S88 inside the Document of Functional Specification
The Functional Specification is created with the “master document view” and “outline mode” to copy the S88 models’ modular and collapsible features. This structure makes sure the Functional Specification gets regular updates, as well, so that it can provide documents as the different concepts are created and illustrated on I&PDs and Diagrams of Process Flow. Within this particular format, the Functional Specification complements the drawings with strategy descriptions that are easy to understand for process control, system architecture and general specifications of performance.
Since the Functional Specification starts to breathe life into the project early on, any opportunities for standardization and modularization can still be pinpointed and worked on. For instance, if a simple vessel configuration can be created, money and time can be saved on equipment specifications, software development, validation, and designs of control strategy. Plus, standard documentation in the Functional Specification can offer up a model that the whole project team will be able to follow.
An Object-Oriented Design through S88
S88 helps to showcase opportunities for standardization and modularity, thus naturally leading to a design that is object-oriented. Standard valve, equipment, and instrumentation configurations – each with some common attributes – are put together in Equipment Module classes. As the design goes on, the amount of unique control module or equipment classes goes down with standard configurations whenever possible.
The descriptions of such standard classes can be found in the Functional Specification’s Definitions Section.

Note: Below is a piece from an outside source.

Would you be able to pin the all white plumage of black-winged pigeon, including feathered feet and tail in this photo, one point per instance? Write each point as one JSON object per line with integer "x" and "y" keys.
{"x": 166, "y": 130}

When each class’s specification is written down once or referenced in the Procedural and Physical Models, more efficiency is gained. This same philosophy will pay out in dividends while the validation protocol and software applications are developed later on. For instance, say in a particular project, 700 equipment pieces and 2000 field tools were placed into just 50 classes. The equipment module PUW_DROP was used around 30 times, while the control module XV01_FC was used around 400 times. Fortunately, unique classes of modules are easy to track to every instance within the Procedural and Physical Models with the Concordance to make an Index of text strings as used in the Functional Specification’s main body.
Every module class instance is easy to link to unique equipment and field devices with the help of aliases. This can be seen with the “PUW_DROP” equipment module, for example. Drilling into the Functional Specification’s Procedural and Physical Models will show this equipment module at the Small Scale Microbial Harvest Vessel. Conversely, this module class’s corresponding details of design can be found in Section I: System Specifications and Definitions. Take note that aliases tend to be assigned to every control module.

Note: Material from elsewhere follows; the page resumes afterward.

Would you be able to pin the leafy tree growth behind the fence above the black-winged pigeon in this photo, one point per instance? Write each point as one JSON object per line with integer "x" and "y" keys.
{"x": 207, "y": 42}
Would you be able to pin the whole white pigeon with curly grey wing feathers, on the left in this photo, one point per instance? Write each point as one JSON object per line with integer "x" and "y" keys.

Aliases exist in order to associate the standard modules with certain tag or equipment numbers, as can be seen on the I&PDs. Because of this, equipment and tag numbers can only be found in a single place to establish a data transfer point from the drawing to the document, and to allow faster I&PD changes and incorporation inside the Functional Specification. Later on, in detailed software design, these tag numbers will be replaced with the aliases in charts of sequential function and diagrams of phase logic, so that every entity can become completely portable.
Because the Functional Specification is worked on early on, things can still be modified and improved without any problems and in the end, S88 can bring about an object-oriented design that is easy to use and understand.